I didn’t want to post today. Hell, I barely even wanted to get out of bed. I know many of you feel the same way. And some do not. However you feel, you should know that so many people had hoped this day wouldn’t or couldn’t arrive, that even our nation’s laws might somehow prevent it… and then the day arrived anyway.
This post has nothing to do with my health.
I was just out doing errands and the hush over my little corner of the city was absolute. It feels empty. It feels like it did after the election, and after September 11, although the fear of imminent physical danger is perhaps not as acute.
After September 11, in the climate of fear and heartsick grief that permeated NYC, I happened upon a book on my shelf that I hadn’t read before, and it was just the right size to carry in my purse, so I took it with me on every subway ride. It was Robinson Crusoe. I had bought it at some point with a view toward self-improvement via filling in the literary gaps I created by not majoring in English.
It was a strange choice. But I found solace in it while traveling underground.

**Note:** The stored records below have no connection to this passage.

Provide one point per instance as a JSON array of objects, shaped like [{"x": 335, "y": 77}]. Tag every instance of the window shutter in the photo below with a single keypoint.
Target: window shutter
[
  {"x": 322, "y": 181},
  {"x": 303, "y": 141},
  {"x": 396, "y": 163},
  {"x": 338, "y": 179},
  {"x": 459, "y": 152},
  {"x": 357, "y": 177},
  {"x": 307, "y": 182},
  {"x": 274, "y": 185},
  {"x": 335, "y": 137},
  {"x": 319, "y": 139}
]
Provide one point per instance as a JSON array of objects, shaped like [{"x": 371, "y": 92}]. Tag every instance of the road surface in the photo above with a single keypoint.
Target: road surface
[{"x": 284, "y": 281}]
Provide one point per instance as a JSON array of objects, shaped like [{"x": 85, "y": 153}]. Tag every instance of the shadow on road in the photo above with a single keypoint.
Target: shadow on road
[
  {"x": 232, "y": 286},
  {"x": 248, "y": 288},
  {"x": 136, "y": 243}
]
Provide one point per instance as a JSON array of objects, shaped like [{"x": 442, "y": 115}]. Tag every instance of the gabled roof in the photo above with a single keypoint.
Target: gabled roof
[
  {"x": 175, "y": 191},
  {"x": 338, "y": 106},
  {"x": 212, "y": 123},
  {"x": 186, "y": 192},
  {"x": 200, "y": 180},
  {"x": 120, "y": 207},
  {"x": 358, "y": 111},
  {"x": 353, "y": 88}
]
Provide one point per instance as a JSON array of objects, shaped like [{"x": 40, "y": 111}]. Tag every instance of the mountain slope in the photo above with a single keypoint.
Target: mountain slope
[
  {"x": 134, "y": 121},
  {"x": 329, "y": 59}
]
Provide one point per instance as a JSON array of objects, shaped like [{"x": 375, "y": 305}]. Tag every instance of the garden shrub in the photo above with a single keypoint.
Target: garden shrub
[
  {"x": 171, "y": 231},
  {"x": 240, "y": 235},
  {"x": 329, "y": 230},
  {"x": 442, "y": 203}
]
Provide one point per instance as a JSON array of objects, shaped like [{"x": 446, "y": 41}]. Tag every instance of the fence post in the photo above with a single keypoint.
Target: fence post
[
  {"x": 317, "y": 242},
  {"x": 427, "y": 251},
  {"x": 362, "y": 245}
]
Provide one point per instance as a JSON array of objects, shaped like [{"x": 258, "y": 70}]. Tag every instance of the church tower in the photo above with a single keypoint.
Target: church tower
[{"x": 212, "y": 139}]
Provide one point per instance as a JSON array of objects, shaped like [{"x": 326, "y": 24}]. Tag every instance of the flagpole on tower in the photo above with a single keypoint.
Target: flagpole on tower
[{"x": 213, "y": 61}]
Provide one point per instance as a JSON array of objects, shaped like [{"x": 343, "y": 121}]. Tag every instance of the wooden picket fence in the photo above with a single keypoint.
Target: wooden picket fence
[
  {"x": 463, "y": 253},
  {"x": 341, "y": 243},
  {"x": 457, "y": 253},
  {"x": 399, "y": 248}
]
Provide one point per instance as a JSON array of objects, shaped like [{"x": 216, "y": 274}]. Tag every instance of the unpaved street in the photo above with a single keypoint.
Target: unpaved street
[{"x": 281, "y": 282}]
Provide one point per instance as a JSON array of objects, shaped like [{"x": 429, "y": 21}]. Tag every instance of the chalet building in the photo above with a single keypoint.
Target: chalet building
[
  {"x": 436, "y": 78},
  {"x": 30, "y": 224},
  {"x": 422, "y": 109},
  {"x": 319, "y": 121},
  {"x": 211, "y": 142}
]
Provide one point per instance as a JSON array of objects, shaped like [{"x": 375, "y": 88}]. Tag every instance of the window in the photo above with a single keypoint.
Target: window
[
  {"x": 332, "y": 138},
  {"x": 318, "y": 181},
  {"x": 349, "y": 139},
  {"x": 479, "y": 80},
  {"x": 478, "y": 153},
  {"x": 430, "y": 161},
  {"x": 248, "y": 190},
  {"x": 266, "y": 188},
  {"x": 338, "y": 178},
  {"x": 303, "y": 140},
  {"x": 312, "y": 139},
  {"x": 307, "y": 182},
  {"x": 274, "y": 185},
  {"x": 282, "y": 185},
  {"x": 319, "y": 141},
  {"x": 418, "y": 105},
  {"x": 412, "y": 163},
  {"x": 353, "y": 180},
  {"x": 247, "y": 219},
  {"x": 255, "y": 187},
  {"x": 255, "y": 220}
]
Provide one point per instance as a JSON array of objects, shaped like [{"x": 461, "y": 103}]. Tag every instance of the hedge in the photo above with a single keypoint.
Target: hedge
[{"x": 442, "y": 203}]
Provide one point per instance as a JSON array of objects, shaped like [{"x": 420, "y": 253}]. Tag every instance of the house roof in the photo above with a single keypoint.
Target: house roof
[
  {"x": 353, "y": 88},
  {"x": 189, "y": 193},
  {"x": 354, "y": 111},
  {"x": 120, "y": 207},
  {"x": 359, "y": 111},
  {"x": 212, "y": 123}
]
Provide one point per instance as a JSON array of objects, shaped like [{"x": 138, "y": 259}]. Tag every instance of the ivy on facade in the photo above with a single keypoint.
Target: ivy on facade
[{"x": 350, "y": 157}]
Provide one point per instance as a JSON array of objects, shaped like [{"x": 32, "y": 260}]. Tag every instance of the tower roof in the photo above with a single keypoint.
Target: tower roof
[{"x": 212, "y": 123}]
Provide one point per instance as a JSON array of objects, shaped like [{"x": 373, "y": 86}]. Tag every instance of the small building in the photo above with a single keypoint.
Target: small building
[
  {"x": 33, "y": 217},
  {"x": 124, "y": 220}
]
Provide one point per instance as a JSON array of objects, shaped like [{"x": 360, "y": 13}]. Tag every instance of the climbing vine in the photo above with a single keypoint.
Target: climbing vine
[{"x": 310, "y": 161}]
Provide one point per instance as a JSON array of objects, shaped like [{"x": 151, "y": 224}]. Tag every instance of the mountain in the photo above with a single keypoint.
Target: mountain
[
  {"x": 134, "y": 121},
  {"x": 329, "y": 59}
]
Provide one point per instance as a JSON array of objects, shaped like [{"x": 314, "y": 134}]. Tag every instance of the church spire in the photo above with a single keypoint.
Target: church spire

A narrative of post-traumatic stress and shattering loss that spoke to me deeply:
I walked about on the shore lifting up my hands, and my whole being, as I may say, wrapped up in a contemplation of my deliverance; making a thousand gestures and motions, which I cannot describe; reflecting upon all my comrades that were drowned, and that there should not be one soul saved but myself; for, as for them, I never saw them afterwards, or any sign of them, except three of their hats, one cap, and two shoes that were not fellows. (from Chapter 3, “Wrecked on a Desert Island”)
After a particularly stressful time of waiting for scan results in July 2015, I visited the Morgan Library, and J and I gawked at the treasures on display there. One of the emphases of the collection was editions of Robinson Crusoe, in different formats, editions, and languages. Several shelves of it. It was good to be reminded of it again.
I wasn’t intending to find a companion read to the post-election, but then the library recently notified me that a digital copy of a book I’d requested was finally available. I downloaded it and am reading it on my phone, which is even more portable than that pocket edition of Robinson Crusoe. It is also aimed at filling a knowledge gap, this time of American history. It is Bury My Heart At Wounded Knee, the story of the opening of the American West from the perspective of the Indian peoples who were massacred and displaced by it, starting with Columbus.
The massacres begin immediately. There are brief, sometimes hopeful alliances which are always shattered by wanton greed and propped up by Manifest Destiny. There are tests of endurance which boggle the mind. I’m still at the very beginning of the book, but I am already astonished and inspired by the determined survival of Manuelito, the Navajo war chief who succeeded in resisting military oppression and the removal of his people via forced march to the Bosque Redondo reservation. After several years, a surrender takes place, a treaty is signed (Manuelito is one of the signers), and the Navajo are allowed to return to their lands. This is the haunting image of Manuelito after resisting surrender to the military as long as possible:
… Manuelito limped into Fort Wingate with twenty-three beaten warriors and surrendered. They were all in rags, their bodies emaciated. They still wore leather bands on their wrists for protection from the slaps of bowstrings, but they had no war bows, no arrows. One of Manuelito’s arms hung useless at his side from a wound. A short time later [Chief] Barboncito came in with twenty-one followers and surrendered for the second time. Now there were no more war chiefs. (Chapter Two, “The Long Walk of the Navahos”)
I worry about fatigue and whiplash. I worry about sustained resistance to the things that outrage us, over the long term. There is a lot to worry about, and it feels difficult to situate myself, so I’ll focus on what I know and how that can be projected and emanate out into wider spheres. Among so many, many things:
My health is important – Access to quality healthcare for all is important. I am an immigrant – We must continue to value immigrants in our nation. Language(s) and culture are important to me – Culture must remain an American value. Peace, security and prosperity are important. I have reasonable doubts these values are prized by, and can be achieved by, a narcissistic kleptocrat.
America, from today we now star in a reality show of our own making. We must try however we can to change the script.